These things are mine

These things are mine

Planting flowers
watching a heron
talking to children far away

listening to blackbirds
walking the meadow
counting the deer tracks in damp clay

gazing at clouds peony pink
after the storm beneath the soft rain
building a shelter to start life again

these things are mine
like the beat of your heart
though the wind’s in the east and the world falls apart.

Published by

Jane Dougherty

I used to do lots of things I didn't much enjoy. Now I am officially a writer. It's what I always wanted to be.

27 thoughts on “These things are mine”

    1. I tell myself I’m lucky to have the intellectual tools to make do with little in terms of material comforts. Then I ask myself, do you really need to be a genius to see that a tree is more important than a garden table, a nest of robins more beautiful than a shaved lawn?

      1. We are brainwashed from a young age about what we “need”, and have to rewash our brains with very little support in most cases. People got by on so much less during the last two years, but now they’re back to their normal overconsuming selves.

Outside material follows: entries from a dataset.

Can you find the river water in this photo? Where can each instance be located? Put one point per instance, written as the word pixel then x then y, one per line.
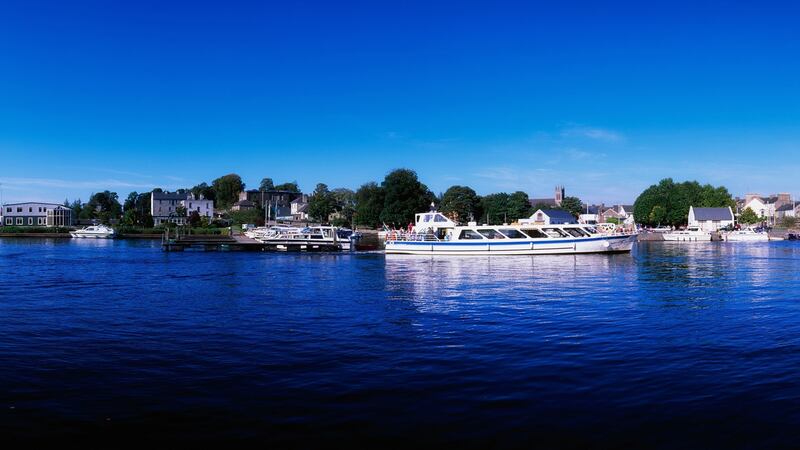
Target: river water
pixel 676 345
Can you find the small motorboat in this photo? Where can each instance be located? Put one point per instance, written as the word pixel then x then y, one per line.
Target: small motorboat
pixel 94 232
pixel 690 234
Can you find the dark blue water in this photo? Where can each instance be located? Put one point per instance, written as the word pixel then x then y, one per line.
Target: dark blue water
pixel 673 346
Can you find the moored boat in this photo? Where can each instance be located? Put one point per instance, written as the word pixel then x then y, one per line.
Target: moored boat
pixel 690 234
pixel 435 234
pixel 94 232
pixel 748 234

      2. The dependence on gadgetry is frightening. None of us understands it, couldn’t mend it never mind make it. Stuff that uses materials plundered from the earth’s entrails by exploited miners in countries seething with resentment. The awful thing is that even if we are faced with the facts behind the toys we play with, most would shrug and say, they’re essentials. There’s no compassion, no sense of responsibility. We just go with the flow.

      3. Sometimes we fight the tides, but we get tired. We lived very well without computers or cell phones for a long time–in our lifetimes, in fact–yet it would be hard now to reject them.

      4. You can’t get cash from the bank without a card, can’t fill in tax forms, can’t book train tickets or (in rural areas) see a doctor without an internet connection. And we’re supposed to be thrilled at the idea of having a fridge that tells you when packages are past their sell-by, when the central heating turns itself on/up/off, the lights. Nobody uses maps anymore, they ask their car to tell them where they are and which route to take. Technology is insidiously taking over our lives, disconnecting them from reality.